Rivers gives updates on Curry, players out due to health and safety protocols

Before his team's game Monday night against the Hawks, Sixers head coach Doc Rivers said Seth Curry is feeling well after testing positive for COVID-19 on Thursday.

"He’s doing great," Rivers said. "I talked to him this afternoon. He says, ‘Coach, I feel great.’ He said he had one bad day, I guess. And that’s really what we get from a lot of our guys. They’ve had this one bad day. A couple of guys, it’s lingered. But he says, ‘I’m just held up in the basement of my house, playing video games and watching basketball and football.’ So all’s good there, which is good news.”

Tobias Harris, Matisse Thybulle, Shake Milton and Vincent Poirier are also sidelined because of the NBA's health and safety protocols. On Saturday, Rivers said he believed those players fell under the protocols because they'd been with Curry at a team meal, and he was unsure how long they'd be out. He was able to provide a potential timeline on when they might return Monday.

“I don’t know exactly," he said. "We’re thinking after the Miami game is a possibility — that would be the (second) Miami game. … But I don’t think we’ve had clearance on it yet, and so we’re just going to have to wait and see.”

The Sixers have a home mini-series scheduled against the Heat on Tuesday and Thursday, which would mean Saturday's game against the Grizzlies could be on the table for Harris, Thybulle, Milton and Poirier. 

Rivers is hopeful Ben Simmons, who's out against Atlanta because of left knee swelling, will be able to return Tuesday.

Miami has also been heavily affected by the league's COVID-19 protocols.

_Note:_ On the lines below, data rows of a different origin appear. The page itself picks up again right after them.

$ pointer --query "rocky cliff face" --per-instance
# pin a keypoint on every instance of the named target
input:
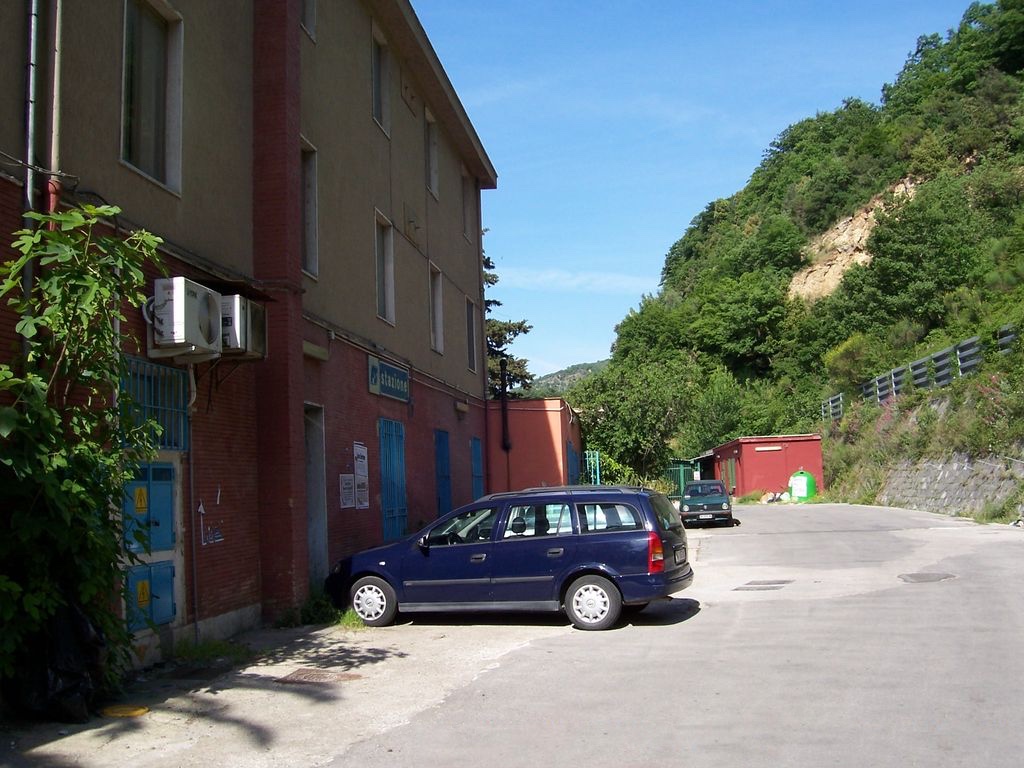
(832, 253)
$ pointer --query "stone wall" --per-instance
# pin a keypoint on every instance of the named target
(956, 485)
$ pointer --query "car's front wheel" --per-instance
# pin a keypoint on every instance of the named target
(593, 603)
(374, 601)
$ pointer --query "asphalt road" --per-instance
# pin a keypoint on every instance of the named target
(813, 636)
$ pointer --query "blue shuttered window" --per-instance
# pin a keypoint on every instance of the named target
(159, 393)
(476, 458)
(442, 471)
(394, 508)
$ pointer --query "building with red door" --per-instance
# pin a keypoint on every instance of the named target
(765, 464)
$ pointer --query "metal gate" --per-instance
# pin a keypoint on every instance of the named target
(393, 505)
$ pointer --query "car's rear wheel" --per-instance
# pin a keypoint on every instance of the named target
(374, 601)
(593, 603)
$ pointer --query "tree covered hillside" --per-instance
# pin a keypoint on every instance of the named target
(723, 350)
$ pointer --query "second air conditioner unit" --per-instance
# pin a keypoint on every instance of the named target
(243, 328)
(184, 321)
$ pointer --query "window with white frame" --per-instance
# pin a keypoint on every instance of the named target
(151, 130)
(381, 75)
(436, 310)
(384, 245)
(310, 227)
(430, 152)
(470, 335)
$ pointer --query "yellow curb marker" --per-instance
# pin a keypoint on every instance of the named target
(123, 711)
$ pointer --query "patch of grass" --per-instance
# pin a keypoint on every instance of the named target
(211, 651)
(350, 621)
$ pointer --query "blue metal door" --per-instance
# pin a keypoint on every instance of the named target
(476, 457)
(393, 504)
(148, 509)
(442, 471)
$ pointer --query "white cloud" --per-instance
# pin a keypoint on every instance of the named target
(561, 281)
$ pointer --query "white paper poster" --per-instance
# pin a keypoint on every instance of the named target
(347, 484)
(361, 475)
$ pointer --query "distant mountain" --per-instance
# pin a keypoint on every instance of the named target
(556, 384)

Eight Heat players have been ruled out for Tuesday's game, including Jimmy Butler and Bam Adebayo, while three others are on the NBA's injury report for reasons unrelated to COVID-19. The Heat's scheduled game Sunday against the Celtics was postponed because Miami was unable to field eight players due to ongoing contact tracing.

Rivers thinks the eight-player minimum is too low. He only used seven in the Sixers' loss Saturday to the Nuggets, though he expected to have nine available in Atlanta, with Mike Scott (left knee contusion) and Joel Embiid (back tightness) healthy enough to play.

"That’s a tough one," Rivers said. "I thought we got caught in a really tough crunch. We had to activate Mike Scott the other night just to have eight, and Mike was not healthy. That’s a good question. ... I think to have a healthy chance of playing an NBA game, the number should be nine — because at eight, you’re taxing guys to play 40 minutes or more. And usually those are the guys who haven’t played.

"You think about the guys on our team that played all the minutes the other night, when you look at their minutes previous to that, I think one of them averaged three minutes — and then he got 40. I know that’s not healthy, and so that’s a concern, as well. The league has so many things it has to deal with. And there are two types of player health — one is COVID, the other one is bodily harm. It’s just a tough call.”